Parameter | Type | Description |
type | string | The event type. The value is fixed to session.update. |
event_id | string | The identifier for this event. |
session | object | The session configuration. |
session.mode | string | The interaction mode. Valid values: server_commit (default) commit
|
session.voice | string | The voice used for speech synthesis. For more information, see Supported voices. Supports system and custom voices: |
session.language_type | string | Specifies the language of the synthesized audio. The default value is Auto. Auto: Use this value when the language of the text is uncertain or the text contains multiple languages. The model automatically matches the pronunciation for segments in different languages, but cannot guarantee perfect accuracy.

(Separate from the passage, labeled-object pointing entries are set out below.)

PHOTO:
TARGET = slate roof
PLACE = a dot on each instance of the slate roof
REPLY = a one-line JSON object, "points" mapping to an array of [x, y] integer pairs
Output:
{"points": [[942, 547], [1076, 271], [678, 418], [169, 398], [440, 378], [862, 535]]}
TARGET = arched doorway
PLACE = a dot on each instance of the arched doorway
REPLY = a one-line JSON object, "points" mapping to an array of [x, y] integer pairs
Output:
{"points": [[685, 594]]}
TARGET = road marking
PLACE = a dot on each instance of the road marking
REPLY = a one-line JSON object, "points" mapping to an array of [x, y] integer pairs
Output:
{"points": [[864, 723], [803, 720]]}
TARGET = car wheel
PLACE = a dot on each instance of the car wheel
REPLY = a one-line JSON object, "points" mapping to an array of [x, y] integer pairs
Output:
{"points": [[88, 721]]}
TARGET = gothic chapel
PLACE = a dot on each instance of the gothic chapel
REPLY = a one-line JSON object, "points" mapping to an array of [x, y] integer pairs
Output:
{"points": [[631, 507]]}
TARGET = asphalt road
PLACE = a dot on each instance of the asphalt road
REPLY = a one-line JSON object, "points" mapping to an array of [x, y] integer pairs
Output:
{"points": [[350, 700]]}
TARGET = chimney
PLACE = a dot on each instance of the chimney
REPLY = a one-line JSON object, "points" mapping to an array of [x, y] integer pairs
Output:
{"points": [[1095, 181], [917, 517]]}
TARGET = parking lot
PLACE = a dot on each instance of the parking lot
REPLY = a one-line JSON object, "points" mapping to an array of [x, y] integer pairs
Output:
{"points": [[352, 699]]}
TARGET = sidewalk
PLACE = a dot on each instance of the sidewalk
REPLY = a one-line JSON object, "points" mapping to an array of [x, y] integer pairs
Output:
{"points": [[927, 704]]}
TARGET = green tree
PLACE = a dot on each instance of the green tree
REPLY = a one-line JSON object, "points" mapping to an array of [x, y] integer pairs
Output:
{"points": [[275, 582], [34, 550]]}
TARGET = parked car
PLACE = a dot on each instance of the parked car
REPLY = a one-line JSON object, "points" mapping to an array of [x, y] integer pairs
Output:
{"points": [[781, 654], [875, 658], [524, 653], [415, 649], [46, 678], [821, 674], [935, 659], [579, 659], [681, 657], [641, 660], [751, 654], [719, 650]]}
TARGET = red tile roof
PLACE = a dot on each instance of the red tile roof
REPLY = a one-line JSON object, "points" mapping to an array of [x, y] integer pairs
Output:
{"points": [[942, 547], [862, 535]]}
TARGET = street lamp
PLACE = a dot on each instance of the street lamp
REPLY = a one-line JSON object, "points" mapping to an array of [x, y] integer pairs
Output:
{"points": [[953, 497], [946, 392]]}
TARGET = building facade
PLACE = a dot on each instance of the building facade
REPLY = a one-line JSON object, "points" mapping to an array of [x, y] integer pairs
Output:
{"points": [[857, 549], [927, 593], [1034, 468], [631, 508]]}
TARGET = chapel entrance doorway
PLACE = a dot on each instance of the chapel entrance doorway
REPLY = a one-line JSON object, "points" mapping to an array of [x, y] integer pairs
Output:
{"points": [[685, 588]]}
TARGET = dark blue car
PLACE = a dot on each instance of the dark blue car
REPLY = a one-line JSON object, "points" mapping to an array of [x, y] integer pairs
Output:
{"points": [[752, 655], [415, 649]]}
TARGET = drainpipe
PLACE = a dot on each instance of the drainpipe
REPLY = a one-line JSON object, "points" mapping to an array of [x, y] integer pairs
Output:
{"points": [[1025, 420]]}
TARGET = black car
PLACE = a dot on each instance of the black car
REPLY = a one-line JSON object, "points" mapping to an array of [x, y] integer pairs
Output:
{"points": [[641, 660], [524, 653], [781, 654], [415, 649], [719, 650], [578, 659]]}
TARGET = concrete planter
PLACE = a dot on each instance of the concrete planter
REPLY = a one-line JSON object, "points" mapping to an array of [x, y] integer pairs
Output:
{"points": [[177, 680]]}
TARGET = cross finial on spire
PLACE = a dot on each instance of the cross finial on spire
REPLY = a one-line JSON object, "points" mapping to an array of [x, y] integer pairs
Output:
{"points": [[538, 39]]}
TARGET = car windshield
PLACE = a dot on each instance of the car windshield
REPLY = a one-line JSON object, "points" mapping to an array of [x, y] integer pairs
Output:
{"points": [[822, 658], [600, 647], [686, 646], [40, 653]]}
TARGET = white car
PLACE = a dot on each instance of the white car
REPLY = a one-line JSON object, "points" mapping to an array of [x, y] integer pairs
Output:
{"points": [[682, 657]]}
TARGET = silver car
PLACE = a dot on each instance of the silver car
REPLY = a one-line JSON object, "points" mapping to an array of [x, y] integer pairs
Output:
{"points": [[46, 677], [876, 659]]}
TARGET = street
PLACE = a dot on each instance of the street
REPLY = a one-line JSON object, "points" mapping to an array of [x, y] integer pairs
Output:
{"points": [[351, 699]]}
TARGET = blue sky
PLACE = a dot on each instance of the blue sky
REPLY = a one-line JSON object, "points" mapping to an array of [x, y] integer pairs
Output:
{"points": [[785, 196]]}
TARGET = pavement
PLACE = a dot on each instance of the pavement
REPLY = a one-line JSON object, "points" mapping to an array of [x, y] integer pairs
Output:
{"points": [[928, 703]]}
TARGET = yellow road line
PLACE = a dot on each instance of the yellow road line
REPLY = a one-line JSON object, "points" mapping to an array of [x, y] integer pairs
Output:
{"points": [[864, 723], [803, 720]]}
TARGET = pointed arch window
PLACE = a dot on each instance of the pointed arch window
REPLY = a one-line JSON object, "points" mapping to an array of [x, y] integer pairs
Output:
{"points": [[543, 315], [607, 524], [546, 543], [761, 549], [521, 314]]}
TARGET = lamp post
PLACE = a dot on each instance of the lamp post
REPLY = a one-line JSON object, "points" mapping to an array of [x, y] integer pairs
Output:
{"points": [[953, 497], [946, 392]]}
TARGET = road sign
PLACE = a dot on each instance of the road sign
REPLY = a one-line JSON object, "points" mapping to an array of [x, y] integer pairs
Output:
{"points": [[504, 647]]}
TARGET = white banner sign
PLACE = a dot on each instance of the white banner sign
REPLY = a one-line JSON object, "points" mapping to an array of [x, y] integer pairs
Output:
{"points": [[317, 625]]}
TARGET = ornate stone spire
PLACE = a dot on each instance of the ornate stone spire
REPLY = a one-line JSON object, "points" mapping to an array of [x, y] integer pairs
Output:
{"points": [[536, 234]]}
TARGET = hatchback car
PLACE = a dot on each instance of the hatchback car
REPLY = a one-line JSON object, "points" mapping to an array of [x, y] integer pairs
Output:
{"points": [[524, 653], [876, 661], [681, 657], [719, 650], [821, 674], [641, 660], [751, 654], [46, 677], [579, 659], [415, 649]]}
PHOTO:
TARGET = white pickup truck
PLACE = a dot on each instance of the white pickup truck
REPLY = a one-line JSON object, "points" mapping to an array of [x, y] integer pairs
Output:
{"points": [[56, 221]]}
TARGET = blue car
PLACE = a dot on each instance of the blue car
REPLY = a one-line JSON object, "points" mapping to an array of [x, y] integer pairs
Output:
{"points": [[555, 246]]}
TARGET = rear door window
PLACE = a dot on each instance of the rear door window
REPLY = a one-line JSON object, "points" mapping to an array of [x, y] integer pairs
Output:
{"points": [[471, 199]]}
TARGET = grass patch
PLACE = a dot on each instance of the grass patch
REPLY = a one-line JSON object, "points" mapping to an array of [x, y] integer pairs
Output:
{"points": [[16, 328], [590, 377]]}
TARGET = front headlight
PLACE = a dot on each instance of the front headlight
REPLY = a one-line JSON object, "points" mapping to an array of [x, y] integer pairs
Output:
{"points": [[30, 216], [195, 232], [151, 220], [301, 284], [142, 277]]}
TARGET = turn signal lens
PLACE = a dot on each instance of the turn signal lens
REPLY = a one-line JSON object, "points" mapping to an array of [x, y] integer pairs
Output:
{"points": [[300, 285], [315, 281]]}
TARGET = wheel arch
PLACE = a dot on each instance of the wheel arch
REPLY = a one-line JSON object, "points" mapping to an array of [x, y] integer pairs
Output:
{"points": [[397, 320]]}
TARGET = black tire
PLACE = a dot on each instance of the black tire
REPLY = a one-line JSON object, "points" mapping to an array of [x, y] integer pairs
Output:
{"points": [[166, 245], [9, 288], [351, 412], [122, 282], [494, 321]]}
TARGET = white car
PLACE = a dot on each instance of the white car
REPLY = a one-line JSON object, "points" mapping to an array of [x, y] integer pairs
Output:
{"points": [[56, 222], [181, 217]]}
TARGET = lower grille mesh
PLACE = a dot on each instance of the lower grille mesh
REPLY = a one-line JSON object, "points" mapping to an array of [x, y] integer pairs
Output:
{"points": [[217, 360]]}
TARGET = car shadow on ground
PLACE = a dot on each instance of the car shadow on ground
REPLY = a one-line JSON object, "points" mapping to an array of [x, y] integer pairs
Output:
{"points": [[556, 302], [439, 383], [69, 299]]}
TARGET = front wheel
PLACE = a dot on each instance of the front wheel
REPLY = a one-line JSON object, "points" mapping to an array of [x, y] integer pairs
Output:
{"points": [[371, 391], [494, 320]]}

Specific language: Specify the specific language when the text is in a single language. This significantly improves synthesis quality and typically yields better results than Auto. Valid values include the following: Chinese
English
German
Italian
Portuguese
Spanish
Japanese
Korean
French
Russian
|
session.response_format | string | The format of the audio output from the model. Supported formats: "pcm" (default) "wav" "mp3" "opus"
Qwen-TTS-Realtime (see Supported models) supports only pcm. |
session.sample_rate | integer | The sample rate (in Hz) of the audio output from the model. Supported sample rates: 8000 16000 24000 (default) 48000
Qwen-TTS-Realtime (see Supported models) supports only 24000. |
session.speech_rate | float | The speech rate of the audio. A value of 1.0 indicates a normal speed. A value less than 1.0 indicates a slower speed, and a value greater than 1.0 indicates a faster speed. Default value: 1.0. Valid values: [0.5, 2.0]. Qwen-TTS-Realtime (see Supported models) does not support this parameter. |
session.volume | integer | The volume of the audio. Default value: 50. Value range: [0, 100]. Qwen-TTS-Realtime (see Supported models) does not support this parameter. |
session.pitch_rate | float | The pitch of the synthesized audio. Default value: 1.0. Value range: [0.5, 2.0]. Qwen-TTS-Realtime (see Supported models) does not support this parameter. |
session.bit_rate | integer | Specifies the bitrate (in kbps) of the audio. A higher bitrate results in better audio quality and a larger file size. This parameter is available only when the audio format (response_format) is set to opus. Default value: 128. Value range: [6, 510]. Qwen-TTS-Realtime (see Supported models) does not support this parameter. |